Que compromissos específicos está disposta a assumir em termos de reforço da transparência, de maior cooperação e de tomada em consideração efetiva das posições e pedidos do Parlamento em matéria de iniciativa legislativa? Relativamente às iniciativas previstas e aos procedimentos em curso, está disposta a transmitir ao Parlamento as informações e os documentos, em pé de igualdade com o Conselho?


Como antiga primeira-ministra, posso garantir-vos que procurarei sempre estabelecer um diálogo e uma cooperação ativos com todos os grupos políticos do Parlamento. Espero trabalhar estreitamente com todas as comissões relevantes e com todos os deputados numa base de abertura, transparência e intercâmbio de informações. Prestar-vos-ei contas de todas as minhas ações. É absolutamente essencial para o sucesso da integração europeia que o Parlamento Europeu disponha dos meios necessários para exercer o seu controlo democrático. Nessa matéria, podem contar com a minha total cooperação.


Garantir uma estreita relação de trabalho entre o Parlamento e a Comissão é do nosso interesse mútuo, assim como do interesse geral da União e dos seus cidadãos. Nesse esforço, conto com a ajuda e o apoio do Parlamento. Como modo de concretizar esse estreitamento de relações, estarei, por exemplo, regularmente presente nas sessões plenárias e nas reuniões das comissões, assegurarei um fluxo frequente e direto de informações, em particular com os presidentes das comissões parlamentares relevantes, e estarei disponível para debates informais e contactos bilaterais.


Garantirei a representação da Comissão na minha área de responsabilidade de uma forma que otimize a presença política da Comissão nas reuniões das comissões e nas negociações tripartidas. Estou convencida de que os novos métodos de trabalho da Comissão e o papel dos vice-presidentes coordenadores trarão um valor acrescentado importante à relação especial entre o Parlamento Europeu e a Comissão.


A Comissão é totalmente responsável perante o Parlamento Europeu, que é o representante democrático dos cidadãos da União. Sem prejuízo do princípio da colegialidade, aceito a minha responsabilidade política pessoal pelas áreas que me foram atribuídas, em conformidade com o Acordo-Quadro estabelecido entre o Parlamento Europeu e a Comissão.
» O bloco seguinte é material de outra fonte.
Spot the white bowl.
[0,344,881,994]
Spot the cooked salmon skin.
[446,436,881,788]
No meu domínio de competência, garantirei que a Comissão tenha na máxima conta as posições do PE. É necessário que entre a Comissão e os colegisladores exista um entendimento comum para que um projeto tão abrangente e desafiador como a União Energética seja bem sucedido. Aplicarei, por conseguinte, as disposições do Acordo-Quadro e, nos domínios da minha responsabilidade, certificar-me-ei de que a Comissão responda às resoluções parlamentares ou aos pedidos formulados ao abrigo do artigo 225.º do TFUE no prazo de três meses após a sua adoção. Neste contexto, apoio e subscrevo plenamente o compromisso assumido pelo Presidente eleito Juncker de que a futura Comissão estará particularmente atenta aos relatórios de iniciativa legislativa. Na resposta escrita que deve ser dada no prazo de três meses terei igualmente em conta o estado de preparação interna e a discussão colegial na Comissão, assim como a necessidade de uma ampla consulta das partes interessadas e de uma avaliação de impacto rigorosa, decorrentes da nossa preocupação comum com a qualidade da legislação e com a adequação do quadro regulamentar.


Escusado será dizer que apoio e me comprometo a aplicar na íntegra o princípio da igualdade de tratamento do Parlamento Europeu e do Conselho no que respeita ao acesso a reuniões ou ao fluxo de informações, em conformidade com as disposições do Acordo-Quadro.

 
 
Perguntas da Comissão da Indústria, da Investigação e da Energia e da Comissão do Ambiente, da Saúde Pública e da Segurança Alimentar

3. Prioridades da Comissária


Quais são as principais questões, no âmbito da pasta União da Energia, a que tenciona dar prioridade? Que calendário prevê para a consecução dessas prioridades? Quais as iniciativas legislativas e não legislativas específicas que tenciona apresentar, e de acordo com que calendário?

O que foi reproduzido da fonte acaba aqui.